Dopisek „Power” wskazuje, że smartfon będzie miał akumulator o dużej pojemności. Szkopuł w tym, że – nazwijmy go – pierwowzór ma baterię 6000 mAh, a więc bardzo „dużą”. Być może Xiaomi zastosuje jeszcze „większą”, żeby model naprawdę „miał moc”, ale to na razie wróżenie z fusów.
Jeżeli myślicie, że na tym rozwój serii się zakończy, to muszę wyprowadzić Was z błędu. Na horyzoncie jest bowiem również jeszcze Redmi 10 5G – to kolei ma być przebrandowany Redmi Note 11E, który został wprowadzony do sprzedaży w Chinach na początku marca 2022 roku.

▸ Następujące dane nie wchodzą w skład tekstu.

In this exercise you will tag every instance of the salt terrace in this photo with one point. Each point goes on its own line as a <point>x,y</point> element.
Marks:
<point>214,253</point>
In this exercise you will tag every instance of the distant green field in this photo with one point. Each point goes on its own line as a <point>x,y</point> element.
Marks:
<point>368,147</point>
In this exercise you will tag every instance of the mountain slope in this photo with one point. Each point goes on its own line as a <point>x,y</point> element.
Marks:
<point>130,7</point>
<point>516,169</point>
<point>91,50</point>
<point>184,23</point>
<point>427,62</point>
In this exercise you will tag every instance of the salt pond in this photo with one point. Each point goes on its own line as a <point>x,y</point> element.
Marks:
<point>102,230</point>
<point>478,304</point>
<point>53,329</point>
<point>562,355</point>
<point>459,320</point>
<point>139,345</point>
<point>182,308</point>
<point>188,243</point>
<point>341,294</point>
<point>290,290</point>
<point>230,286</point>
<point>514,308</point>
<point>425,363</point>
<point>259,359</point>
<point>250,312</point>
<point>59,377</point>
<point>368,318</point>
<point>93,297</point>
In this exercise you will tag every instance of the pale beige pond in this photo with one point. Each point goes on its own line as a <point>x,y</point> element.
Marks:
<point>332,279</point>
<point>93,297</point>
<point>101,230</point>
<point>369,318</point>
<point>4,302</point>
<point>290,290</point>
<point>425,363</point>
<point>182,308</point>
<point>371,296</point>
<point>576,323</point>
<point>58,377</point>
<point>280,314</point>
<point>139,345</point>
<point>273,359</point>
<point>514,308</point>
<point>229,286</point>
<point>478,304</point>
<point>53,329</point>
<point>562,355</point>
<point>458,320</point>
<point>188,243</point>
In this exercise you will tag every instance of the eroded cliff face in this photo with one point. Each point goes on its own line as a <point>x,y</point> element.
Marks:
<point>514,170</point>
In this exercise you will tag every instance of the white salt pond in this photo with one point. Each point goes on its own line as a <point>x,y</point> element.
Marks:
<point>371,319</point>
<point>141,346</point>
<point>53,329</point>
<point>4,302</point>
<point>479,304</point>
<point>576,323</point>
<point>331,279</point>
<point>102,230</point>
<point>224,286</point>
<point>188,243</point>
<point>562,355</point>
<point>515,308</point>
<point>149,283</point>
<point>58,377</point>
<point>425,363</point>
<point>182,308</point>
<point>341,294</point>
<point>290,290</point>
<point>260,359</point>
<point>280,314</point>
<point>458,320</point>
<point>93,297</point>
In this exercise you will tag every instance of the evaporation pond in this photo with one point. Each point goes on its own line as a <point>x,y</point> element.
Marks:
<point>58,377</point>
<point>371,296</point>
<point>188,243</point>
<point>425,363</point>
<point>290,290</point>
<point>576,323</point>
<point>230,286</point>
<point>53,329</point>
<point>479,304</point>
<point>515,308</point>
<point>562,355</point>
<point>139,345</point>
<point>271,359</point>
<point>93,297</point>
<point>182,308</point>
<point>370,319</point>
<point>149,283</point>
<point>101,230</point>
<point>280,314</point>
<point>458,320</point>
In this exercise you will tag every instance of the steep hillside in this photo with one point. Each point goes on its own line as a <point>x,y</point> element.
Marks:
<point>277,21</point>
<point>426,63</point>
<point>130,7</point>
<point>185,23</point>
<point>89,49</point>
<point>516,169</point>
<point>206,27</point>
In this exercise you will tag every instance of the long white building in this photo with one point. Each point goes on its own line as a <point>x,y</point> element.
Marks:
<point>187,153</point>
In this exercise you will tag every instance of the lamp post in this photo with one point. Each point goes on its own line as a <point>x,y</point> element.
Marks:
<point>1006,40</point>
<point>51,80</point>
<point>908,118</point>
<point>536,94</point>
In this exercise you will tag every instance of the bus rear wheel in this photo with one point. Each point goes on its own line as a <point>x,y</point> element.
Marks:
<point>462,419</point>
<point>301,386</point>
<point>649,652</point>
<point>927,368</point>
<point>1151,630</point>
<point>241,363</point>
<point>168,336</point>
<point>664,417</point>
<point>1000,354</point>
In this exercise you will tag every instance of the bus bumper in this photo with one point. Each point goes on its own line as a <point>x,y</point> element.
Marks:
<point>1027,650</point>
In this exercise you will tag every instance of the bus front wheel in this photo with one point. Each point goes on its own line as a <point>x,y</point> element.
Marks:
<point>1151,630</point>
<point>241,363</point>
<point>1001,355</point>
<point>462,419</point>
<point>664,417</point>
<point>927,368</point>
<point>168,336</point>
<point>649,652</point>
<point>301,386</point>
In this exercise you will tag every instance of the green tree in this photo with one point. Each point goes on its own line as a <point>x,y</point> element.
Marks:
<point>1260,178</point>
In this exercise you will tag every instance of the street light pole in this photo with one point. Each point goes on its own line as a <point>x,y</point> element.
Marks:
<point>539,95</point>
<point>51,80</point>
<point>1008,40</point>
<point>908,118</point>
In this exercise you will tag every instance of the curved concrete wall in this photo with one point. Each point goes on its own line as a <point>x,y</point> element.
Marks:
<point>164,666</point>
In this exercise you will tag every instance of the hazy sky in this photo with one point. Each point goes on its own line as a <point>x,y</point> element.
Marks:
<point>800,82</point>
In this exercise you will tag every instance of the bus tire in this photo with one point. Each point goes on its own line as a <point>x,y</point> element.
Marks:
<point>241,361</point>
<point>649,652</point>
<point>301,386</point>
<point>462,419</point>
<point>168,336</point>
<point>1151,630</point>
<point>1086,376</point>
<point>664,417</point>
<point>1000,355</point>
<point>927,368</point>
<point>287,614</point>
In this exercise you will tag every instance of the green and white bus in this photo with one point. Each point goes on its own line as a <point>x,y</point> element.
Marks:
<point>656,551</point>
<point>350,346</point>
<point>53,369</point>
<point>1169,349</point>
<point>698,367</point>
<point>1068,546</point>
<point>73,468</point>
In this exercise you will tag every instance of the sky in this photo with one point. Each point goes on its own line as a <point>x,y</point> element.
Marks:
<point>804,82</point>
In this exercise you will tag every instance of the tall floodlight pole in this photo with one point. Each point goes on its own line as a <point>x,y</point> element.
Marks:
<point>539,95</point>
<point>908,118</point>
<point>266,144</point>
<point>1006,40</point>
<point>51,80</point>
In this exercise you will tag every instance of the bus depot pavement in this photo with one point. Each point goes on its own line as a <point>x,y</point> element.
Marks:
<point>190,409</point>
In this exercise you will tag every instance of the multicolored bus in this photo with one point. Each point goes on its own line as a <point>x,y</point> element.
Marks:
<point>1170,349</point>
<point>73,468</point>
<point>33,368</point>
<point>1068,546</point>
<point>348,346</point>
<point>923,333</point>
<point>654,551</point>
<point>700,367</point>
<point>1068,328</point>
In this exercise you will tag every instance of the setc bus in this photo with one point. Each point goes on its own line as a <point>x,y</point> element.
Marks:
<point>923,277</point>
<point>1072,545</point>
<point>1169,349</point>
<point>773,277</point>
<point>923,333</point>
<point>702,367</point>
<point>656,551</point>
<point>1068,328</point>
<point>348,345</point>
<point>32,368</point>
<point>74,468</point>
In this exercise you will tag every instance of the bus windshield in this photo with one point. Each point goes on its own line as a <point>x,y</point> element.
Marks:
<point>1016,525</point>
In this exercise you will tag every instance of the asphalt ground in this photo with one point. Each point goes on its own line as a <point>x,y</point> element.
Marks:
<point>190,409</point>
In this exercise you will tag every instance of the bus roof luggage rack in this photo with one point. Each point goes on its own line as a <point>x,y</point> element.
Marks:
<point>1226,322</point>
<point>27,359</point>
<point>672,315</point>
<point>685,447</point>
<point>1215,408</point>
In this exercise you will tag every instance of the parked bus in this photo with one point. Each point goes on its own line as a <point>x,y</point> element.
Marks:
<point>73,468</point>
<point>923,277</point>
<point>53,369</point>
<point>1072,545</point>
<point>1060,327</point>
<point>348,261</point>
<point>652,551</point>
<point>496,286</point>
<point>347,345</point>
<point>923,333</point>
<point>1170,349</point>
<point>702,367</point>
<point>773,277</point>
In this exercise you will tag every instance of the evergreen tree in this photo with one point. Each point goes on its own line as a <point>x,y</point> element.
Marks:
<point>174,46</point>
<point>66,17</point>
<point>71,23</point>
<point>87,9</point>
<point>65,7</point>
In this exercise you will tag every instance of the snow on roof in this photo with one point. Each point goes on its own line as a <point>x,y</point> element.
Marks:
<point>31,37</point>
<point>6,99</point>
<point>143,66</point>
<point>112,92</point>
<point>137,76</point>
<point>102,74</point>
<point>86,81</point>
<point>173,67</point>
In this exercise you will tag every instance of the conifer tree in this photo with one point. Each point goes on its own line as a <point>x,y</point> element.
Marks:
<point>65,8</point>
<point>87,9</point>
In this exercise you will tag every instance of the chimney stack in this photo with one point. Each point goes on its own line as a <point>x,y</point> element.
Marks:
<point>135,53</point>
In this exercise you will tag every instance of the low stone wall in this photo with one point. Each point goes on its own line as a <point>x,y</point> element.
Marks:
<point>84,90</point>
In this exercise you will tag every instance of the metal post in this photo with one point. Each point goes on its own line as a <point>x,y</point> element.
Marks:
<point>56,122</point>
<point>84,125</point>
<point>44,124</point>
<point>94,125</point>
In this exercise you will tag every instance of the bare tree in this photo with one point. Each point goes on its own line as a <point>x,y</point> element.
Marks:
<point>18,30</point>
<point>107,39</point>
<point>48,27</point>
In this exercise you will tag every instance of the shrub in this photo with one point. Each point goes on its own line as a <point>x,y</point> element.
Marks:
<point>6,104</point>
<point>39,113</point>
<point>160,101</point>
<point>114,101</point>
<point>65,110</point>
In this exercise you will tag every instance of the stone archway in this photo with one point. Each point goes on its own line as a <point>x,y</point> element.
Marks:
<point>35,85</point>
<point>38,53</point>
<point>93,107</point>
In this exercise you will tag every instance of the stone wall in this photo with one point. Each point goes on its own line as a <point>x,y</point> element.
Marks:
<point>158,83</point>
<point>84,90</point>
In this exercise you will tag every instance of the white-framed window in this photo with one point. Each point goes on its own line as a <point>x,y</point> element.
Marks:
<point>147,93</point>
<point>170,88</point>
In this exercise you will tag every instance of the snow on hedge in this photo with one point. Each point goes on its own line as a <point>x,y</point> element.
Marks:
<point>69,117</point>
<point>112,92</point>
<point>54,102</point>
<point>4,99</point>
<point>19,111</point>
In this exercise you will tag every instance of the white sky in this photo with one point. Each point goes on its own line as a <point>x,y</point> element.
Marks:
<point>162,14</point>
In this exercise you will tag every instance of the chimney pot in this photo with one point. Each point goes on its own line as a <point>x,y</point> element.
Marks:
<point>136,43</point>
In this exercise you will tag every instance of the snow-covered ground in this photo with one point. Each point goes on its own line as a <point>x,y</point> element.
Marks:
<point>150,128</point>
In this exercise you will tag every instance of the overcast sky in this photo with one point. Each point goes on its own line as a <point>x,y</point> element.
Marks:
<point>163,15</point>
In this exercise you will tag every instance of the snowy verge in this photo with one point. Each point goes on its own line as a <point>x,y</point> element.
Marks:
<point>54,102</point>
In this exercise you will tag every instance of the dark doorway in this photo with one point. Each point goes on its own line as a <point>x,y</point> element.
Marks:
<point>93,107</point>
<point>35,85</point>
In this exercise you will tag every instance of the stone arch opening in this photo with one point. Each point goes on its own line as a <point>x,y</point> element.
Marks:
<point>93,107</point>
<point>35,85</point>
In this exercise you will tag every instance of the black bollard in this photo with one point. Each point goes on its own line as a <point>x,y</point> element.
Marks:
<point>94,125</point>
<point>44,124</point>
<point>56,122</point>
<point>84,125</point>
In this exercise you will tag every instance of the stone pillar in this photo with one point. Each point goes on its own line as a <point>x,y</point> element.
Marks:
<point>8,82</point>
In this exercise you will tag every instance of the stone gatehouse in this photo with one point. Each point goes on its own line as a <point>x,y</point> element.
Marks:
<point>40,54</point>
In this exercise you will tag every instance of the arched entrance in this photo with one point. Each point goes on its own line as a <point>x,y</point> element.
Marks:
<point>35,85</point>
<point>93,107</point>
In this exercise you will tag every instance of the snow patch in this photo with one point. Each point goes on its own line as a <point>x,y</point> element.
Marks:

Na tę chwilę zapowiada się na to, że linia będzie składała się z siedmiu smartfonów, które w większości są bardzo podobne do siebie. Czy na tym Xiaomi zakończy? Trudno powiedzieć, ale nie będziemy zaskoczeni, jeśli okaże się, że rodzina się jeszcze powiększy – wystarczy spojrzeć na serię Redmi Note 11, w skład której wchodzi mnóstwo modeli.